I have 5+ tables describing, as it were, an inventory of the computer park on the network. The information in the tables comes from a third-party program at different intervals, I can’t control the insertion process, I can only do something with the information already available. This first REPORT
table new rows are inserted into it from time to time, i. each new line, this is a new report created.

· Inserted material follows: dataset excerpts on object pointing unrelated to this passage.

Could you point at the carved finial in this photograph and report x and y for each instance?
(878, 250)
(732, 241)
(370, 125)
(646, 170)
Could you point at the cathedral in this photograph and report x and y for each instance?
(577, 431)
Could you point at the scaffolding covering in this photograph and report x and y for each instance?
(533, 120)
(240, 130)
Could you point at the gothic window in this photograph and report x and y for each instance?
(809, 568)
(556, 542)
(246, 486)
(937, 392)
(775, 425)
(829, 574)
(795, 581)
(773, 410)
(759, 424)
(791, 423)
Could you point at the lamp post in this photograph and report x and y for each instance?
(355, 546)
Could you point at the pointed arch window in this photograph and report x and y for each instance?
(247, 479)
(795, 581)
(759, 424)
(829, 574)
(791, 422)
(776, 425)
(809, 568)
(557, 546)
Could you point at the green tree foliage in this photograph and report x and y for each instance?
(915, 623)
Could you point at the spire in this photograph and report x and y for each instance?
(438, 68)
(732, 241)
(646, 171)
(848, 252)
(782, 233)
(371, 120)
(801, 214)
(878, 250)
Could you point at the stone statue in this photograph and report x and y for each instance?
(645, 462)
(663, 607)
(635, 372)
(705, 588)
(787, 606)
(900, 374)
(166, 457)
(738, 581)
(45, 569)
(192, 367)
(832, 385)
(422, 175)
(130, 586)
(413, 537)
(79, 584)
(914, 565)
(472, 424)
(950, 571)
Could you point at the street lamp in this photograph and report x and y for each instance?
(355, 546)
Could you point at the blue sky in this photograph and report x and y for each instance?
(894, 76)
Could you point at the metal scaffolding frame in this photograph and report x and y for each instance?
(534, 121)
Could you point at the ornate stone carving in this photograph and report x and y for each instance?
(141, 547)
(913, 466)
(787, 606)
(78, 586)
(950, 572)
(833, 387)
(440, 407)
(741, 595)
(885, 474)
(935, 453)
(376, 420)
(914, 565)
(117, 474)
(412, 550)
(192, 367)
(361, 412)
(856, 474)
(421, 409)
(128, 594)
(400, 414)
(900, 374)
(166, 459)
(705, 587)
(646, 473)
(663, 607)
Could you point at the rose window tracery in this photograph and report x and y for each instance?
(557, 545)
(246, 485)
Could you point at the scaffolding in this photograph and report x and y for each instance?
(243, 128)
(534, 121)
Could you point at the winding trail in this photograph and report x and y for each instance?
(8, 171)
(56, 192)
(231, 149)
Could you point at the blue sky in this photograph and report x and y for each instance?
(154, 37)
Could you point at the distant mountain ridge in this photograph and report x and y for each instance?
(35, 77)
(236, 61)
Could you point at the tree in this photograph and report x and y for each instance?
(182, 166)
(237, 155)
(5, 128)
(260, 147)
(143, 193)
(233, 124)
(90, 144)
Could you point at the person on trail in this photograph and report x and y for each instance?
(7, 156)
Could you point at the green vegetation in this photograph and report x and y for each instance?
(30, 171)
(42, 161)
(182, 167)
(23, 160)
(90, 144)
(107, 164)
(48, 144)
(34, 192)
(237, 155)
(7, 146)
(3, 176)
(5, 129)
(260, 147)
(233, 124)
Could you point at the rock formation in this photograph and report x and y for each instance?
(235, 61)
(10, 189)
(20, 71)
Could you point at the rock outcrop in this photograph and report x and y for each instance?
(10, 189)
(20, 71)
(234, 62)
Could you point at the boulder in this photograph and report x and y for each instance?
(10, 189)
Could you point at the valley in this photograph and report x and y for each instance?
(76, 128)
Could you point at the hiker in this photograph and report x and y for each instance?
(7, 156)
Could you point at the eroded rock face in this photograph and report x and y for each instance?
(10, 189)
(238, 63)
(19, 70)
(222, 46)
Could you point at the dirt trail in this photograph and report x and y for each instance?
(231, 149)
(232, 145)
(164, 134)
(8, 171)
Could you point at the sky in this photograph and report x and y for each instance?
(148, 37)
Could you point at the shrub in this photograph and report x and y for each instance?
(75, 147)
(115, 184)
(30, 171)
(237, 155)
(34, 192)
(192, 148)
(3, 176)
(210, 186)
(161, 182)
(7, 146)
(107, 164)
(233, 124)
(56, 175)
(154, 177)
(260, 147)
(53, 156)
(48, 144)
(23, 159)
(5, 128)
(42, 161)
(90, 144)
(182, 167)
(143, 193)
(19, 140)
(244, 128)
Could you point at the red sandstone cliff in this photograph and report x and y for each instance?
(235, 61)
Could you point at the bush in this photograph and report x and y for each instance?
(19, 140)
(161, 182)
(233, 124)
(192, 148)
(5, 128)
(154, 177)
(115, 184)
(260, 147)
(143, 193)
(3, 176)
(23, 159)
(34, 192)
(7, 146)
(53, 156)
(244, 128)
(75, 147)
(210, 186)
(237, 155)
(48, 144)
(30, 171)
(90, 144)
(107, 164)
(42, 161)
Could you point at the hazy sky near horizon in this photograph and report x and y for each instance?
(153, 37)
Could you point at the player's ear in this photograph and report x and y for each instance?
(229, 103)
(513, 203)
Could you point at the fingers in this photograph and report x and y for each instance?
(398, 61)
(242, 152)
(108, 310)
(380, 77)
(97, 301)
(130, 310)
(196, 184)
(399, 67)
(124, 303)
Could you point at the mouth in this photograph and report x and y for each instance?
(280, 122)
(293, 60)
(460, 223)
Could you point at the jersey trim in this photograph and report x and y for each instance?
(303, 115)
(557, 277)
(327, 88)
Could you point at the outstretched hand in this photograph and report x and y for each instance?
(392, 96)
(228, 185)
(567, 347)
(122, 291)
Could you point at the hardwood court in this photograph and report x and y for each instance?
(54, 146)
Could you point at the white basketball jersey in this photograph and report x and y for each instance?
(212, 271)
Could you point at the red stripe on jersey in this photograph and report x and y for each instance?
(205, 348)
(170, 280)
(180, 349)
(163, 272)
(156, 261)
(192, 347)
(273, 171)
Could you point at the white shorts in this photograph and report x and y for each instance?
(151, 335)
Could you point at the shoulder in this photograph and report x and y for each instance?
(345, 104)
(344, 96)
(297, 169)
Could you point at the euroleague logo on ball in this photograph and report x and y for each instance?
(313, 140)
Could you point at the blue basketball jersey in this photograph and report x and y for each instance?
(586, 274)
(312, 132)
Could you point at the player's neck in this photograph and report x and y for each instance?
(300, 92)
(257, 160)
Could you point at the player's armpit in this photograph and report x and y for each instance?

The second is CPU - a table of processors used in the computer park of the network (the values are unique) And the third CPU_RELATION_REPORT - a table for organizing many-to-many communication between REPORT and CPU

And similarly, tables 4 and 5 simply describe the MOTHERBOARD
Below in the screenshot, I cited my problem, namely, that reports are taken from computers every time they are turned on, and it turns out that the change of components is a rather rare phenomenon, and as a result of which very there are a lot of repetitive links and reports as such, but there is no point in storing them.
So the question is, how to get rid of such correctly, what kind of tricky query should be made that will find the rows of reports that have the same links with the CPU tables, MOTHERBOARD , ... (there are actually 10 or more such lookup tables) compared to the previous row in the context of one HOST and delete them.
Those. According to the screenshot below, you need to delete the first line from REPORT and the first lines from CPU_RELATION_REPORT, MOTHERBOARD_RELATION_REPORT - thus leaving the most recent and up-to-date.
Those. you need to somehow cunningly unique combinations of links and reports, getting rid of duplicates

p.s. and I must admit that further my task is even more difficult, there are such connections that still have additional attributes, i.e. another table is connected to the ..._RELATION_... table that describes some variables of this particular connection - and it turns out that you also need to look at the uniqueness not only in the context of REPORT -> RELATION -> CPU, but also the values of an additional table connected to RELATION

Reply

Answer the question

In order to leave comments, you need to log in

2 answer(s)

D

Dimonchik, 2020-01-21
@dimonchik2013

start with this
, it’s also easier to transfer all this unique to new tables, and let these swell and archive annually

M

mayton2019, 2020-01-23
@mayton2019

Depends on the value of this information. If this scheme is considered as history, then nothing needs to be deleted. Just rewrite your reports so they do GROUP BY and DISTINCT and just ignore duplicates.
If you are the owner of this system and data, then you have the right to set any uniqueness constraint so that it is basically impossible to put a duplicate. But this is not a technical issue, but an organizational one.
Delete - there are many advisers. But all of them are irresponsible, and if you don't listen to advice on cleaning data right here in the toaster, then you run the risk of losing the necessary data.